Bien malgré elle, Aethel esquisse une grimace aux mots qui suivent. Ce ne sont pas les plus gracieux qui soient, mais ils ont le mérite d'être clairs et, d'une certaine façon, valides. Ayant été à la place de son interlocutrice, elle ne peut que comprendre le dilemme que peut représenter une étude scientifique menée sur sa propre personne. Là où elle ne peut en revanche pas s'imaginer à la place de la demoiselle, c'est bel et bien en matière de pouvoir - le sien étant cantonné à un être, une zone bien délimitée, là où celui d'Inanna est plus étendu et, de fait, plus dévastateur.
« Si ça peut vous rassurer, personne ne m'a parlé de la possibilité de vous ouvrir en deux. »
Encore qu'elle connaisse certaines personnes qui seraient capables d'aborder le sujet sous cet angle, mais… Pas le Dr. Thompson. Tout du moins, pour ce qu'elle en sait, ne connaissant pas le scientifique de façon personnelle et ne pouvant se baser que sur des bruits de couloirs, en partant du principe qu'il serait très mal placé de commencer une entrevue avec une cage et un scalpel.
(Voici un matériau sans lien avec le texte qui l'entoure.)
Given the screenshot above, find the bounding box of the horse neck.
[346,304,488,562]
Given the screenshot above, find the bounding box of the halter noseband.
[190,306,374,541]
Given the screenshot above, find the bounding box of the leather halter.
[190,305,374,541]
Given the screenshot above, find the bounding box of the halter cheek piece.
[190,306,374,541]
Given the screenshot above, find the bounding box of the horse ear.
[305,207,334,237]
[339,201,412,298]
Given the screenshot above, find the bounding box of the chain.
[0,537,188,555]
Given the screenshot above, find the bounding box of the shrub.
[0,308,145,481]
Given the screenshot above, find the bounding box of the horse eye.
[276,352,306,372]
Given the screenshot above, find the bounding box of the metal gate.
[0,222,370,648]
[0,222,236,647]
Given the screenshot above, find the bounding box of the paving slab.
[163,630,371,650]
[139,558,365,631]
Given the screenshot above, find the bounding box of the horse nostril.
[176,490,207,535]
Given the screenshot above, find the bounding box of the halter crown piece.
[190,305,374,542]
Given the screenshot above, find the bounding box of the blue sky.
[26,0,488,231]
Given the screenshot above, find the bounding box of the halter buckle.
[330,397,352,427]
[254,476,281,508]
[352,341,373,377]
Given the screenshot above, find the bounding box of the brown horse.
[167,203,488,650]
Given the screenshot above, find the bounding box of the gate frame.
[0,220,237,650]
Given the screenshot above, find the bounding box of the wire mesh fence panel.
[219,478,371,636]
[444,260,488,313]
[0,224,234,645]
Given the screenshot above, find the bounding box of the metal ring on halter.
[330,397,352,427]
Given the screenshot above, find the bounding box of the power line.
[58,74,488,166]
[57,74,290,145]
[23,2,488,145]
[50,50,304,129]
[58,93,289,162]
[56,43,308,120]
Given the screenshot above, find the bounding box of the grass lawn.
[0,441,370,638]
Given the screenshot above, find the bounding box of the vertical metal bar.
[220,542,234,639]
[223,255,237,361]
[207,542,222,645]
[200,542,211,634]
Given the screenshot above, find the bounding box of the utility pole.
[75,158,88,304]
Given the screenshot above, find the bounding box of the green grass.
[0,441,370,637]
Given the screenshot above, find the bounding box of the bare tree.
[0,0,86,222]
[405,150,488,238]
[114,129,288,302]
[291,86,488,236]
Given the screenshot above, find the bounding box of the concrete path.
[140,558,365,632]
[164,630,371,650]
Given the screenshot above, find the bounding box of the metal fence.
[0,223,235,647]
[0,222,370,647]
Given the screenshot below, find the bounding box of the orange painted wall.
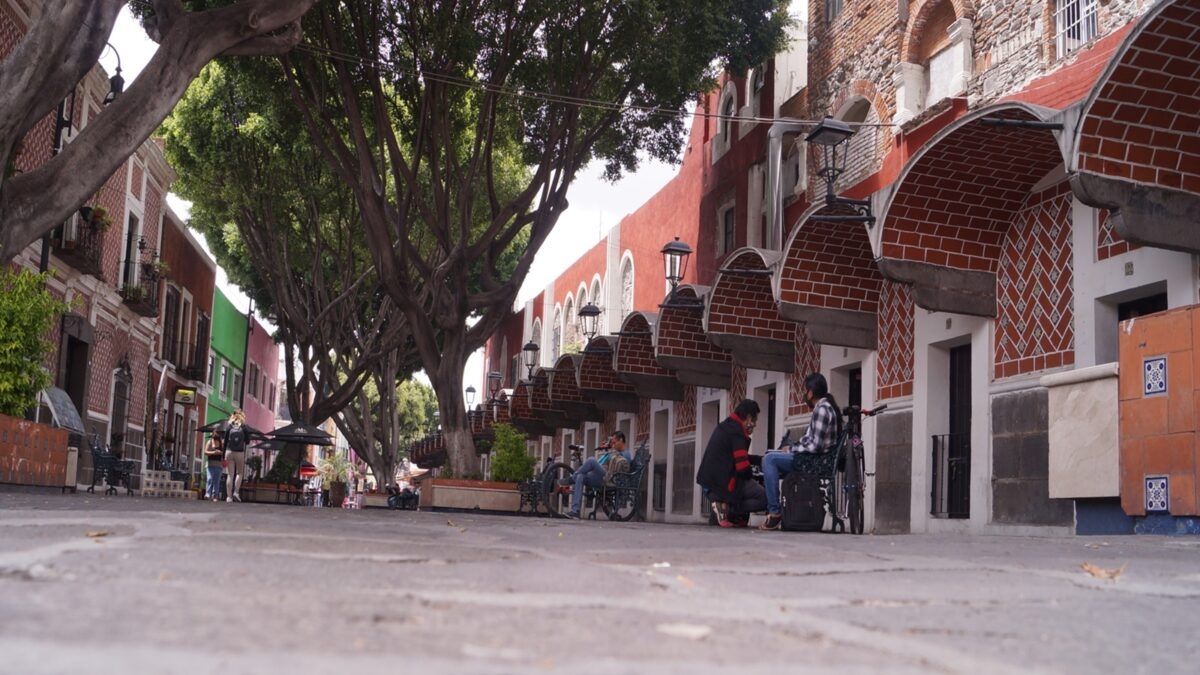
[1118,305,1200,515]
« Au mieux, vous pouvez vous attendre à des questions pointues sur votre pouvoir et votre maîtrise de ce dernier. Au pire, à une démonstration. Essayez juste de ne pas détruire la ville, aussi déplaisante vous soit-elle. »
La sorcière se laisse scruter sans bouger, se contentant d'ajuster la veste de son tailleur pour rattacher un bouton s'étant fait la malle lorsqu'elle faisait ses allers et venues de son bureau à sa locutrice. Cette fois-ci, elle n'esquisse pas de mouvement de rapprochement, se contentant de pencher la tête sur le côté pour observer le Taureau avec une certaine curiosité, lèvres entrouvertes sur un souffle léger. Que peut-elle bien avoir en tête lorsqu'elle la voit ? Du dégoût, à n'en pas douter. Après tout, il n'existe qu'une harpie pour la menacer du destin de son chien entre les remparts d'Aurora. Bien sûr, elle n'ira pas lui avouer qu'elle serait bien incapable de mettre Elf dehors. Et pourtant, ce n'est pas ce qu'elle voit dans les ambres qui la regardent de bas en haut, de haut en bas. De la désillusion, peut-être ? La neigeuse ne veut plus croire en rien, ni en personne, et Aethel se surprend à la comprendre.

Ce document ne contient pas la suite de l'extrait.